I used to have $120K in cash, and I recently moved 80K of it out to a 70/30 stock bond allocation.  The cash was all for a house down payment.  But after many years of house hunting (5, maybe?) and changing needs/wants, we still rent.  Not sure when we will buy, although we do want to at some point.

I still have 40K left in cash, though so I guess that means my asset allocation outside of my 401K is even more conservative than what the 70/30 allocation.  56K stocks, 24K bonds, 40K cash = 47% stocks, 20% bonds, 33% cash.

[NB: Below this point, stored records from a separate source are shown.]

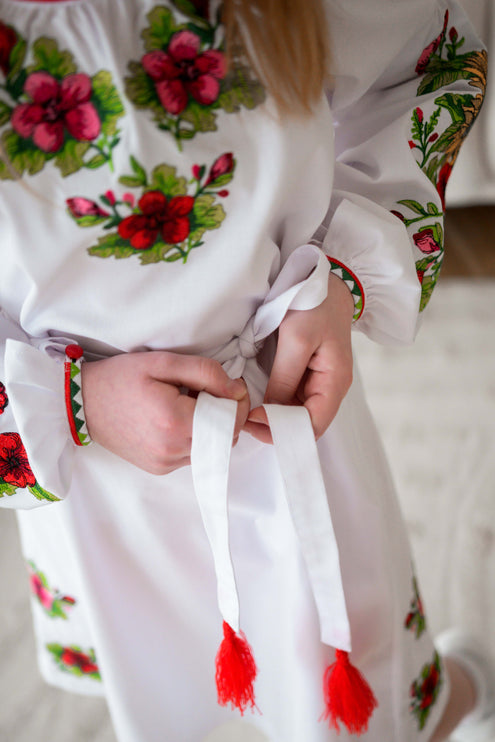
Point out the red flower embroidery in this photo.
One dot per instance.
(56, 107)
(428, 687)
(159, 216)
(8, 39)
(426, 241)
(430, 50)
(72, 658)
(183, 72)
(80, 207)
(14, 464)
(4, 400)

I'm about to dump another 40K in.  Not the aforementioned cash, but $ from a taxable account that I set up years ago.  (For which the allocation was a random variety of growth, growth & income, equity-income, and balanced American Funds.)  If I invest to meet the 70/30 mix that I did with the recent 80K investment, then my total taxable allocation, including the reserved cash, would be 53% stocks, 23% bonds, 24% cash.

Is this too conservative?  Too aggressive?  I'm having a tough time deciding, because of the $160K total invested, I might need some of it for a down payment at some point.  But not all of it, probably.  I like to think of most of it as more of my nest egg, the part that just couldn't fit in the tax-advantaged "retirement" accounts.)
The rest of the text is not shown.